Mum blinked at me first, then at Ben. ‘No one has homework in Year 4. You guys are up to something.’
‘Yeah, that’s it. We’re the ones who’re up to something.’
‘Well, stop it.’ She grabbed Ben’s glass and the juice still in it sloshed over the side. The sliding door clunked into its latch behind her. Ben’s eyes had filled with tears.
‘What? What’s wrong?’
He shook out his t-shirt, frantic, and Bilbo clattered to the cement. Ben doubled over. Hyperventilated. Tips of his ears bright red. I grabbed the tortoise and sat him on the step. Finally, more fuchsia than ruby, Ben put his hand on my shoulder.
‘He bit me.’ A red circle seeped through his t-shirt. ‘In the nipple.’ Tears in his eyes. ‘Maybe I should feed him to Murray.’
Dinner was a few more dried-out sausages and bread. I poked at mine and the skin cracked open.
‘Are these even made from actual animals?’ I said. Mum had a vacant look about her. ‘Are these the ones that were in our fridge in Adelaide?’
‘Yep.’ She pushed her food around the plate. ‘Big day at work. Right, Jase?’
‘Right. Huge day.’
‘I thought you worked at night,’ I said.
‘Night, day. I work all the time.’
He’d grown a little moustache, like a bit of dead insect crawling across his lip. I stared at it. It moved as he ate.

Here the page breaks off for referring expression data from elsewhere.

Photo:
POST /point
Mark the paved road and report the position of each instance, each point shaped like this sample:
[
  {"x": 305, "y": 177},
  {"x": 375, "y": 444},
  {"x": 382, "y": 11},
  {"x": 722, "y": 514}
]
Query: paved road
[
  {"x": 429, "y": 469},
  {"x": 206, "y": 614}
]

‘Isn’t anyone going to ask how school was?’ Ben said.
‘How was school?’ I said.
He grabbed his bag from under the table and pulled out an exercise book. ‘Mrs Johansson told us about how she used to work for the School of the Air. That’s how kids learn when they live really far away from everything.’
‘Like here, you mean.’
‘No, like really far away. Did you know some kids live on camel stations? That’s a big farm where they breed camels.’
‘Why?’ Mum said.
‘I guess they eat them,’ he said.
‘They do eat them.’
Mum looked at me. ‘How do you know?’
I thought of Raf’s hand in mine. ‘I read about it.’
‘Anyway,’ Ben said, banging his fork on the table, ‘in the old days people from other countries came
and brought their camels with them so they could ride in the desert, and now there are heaps of feral camels just roaming around everywhere. So the camel farmers shoot them.’
‘Gross,’ Mum said.
‘Maybe then they make them into these terrible sausages, and people like us are forced to eat them,’ I said.
He frowned. ‘I mean, I guess they could be made into sausages. I think they can make them into pretty much anything. Steaks. Chops.’ He shoved half his bread in at once. ‘Mrs Johansson says the kids who live on stations have the best manners of any kids she knows.’
‘Is that right.’
No one asked me how my day was, so I didn’t tell them. Mum cleared her throat a couple of times, but no one asked her either.
After dinner I washed the dishes while she and Jason curled up on the couch together. He had his arms around her and his moustache moved up and down as they whispered. Mum’s body had collapsed into his. Every couple of minutes, her leg muscles spasmed. I put the dishes away and went to read in the room I shared with Ben.
When I came out two hours later, they were still there on the couch. Mum asleep. Jason counting five-dollar notes out onto the coffee table.
Ben and I got into a bit of a routine. Mum and Jason ignored us, and we fed ourselves and in the afternoons we walked across to the empty block and threw rocks at stuff that moved in the shadows.
One night before it got dark we went down to his school and he showed me where he’d cut his leg on the swings, and where he spent his lunchtime alone in the doorway of his classroom. He crouched down in there and crossed his legs. ‘I sit like this,’ he said. ‘I have to get up before the other kids get back because they step on me when they go back into the classroom.’
I sat next to him.
‘I don’t know why they don’t want to play with me but I guess that’s their decision.’ His skin and bones buzzed next to me.
‘You’ll make friends,’ I said. Hollow promise.
‘I tried showing them some of the things Yiannis taught me. I wanted to start with the one where you give Panadol to a bird and make it explode, but I thought that might freak them out so I just tied a balloon to a bee.’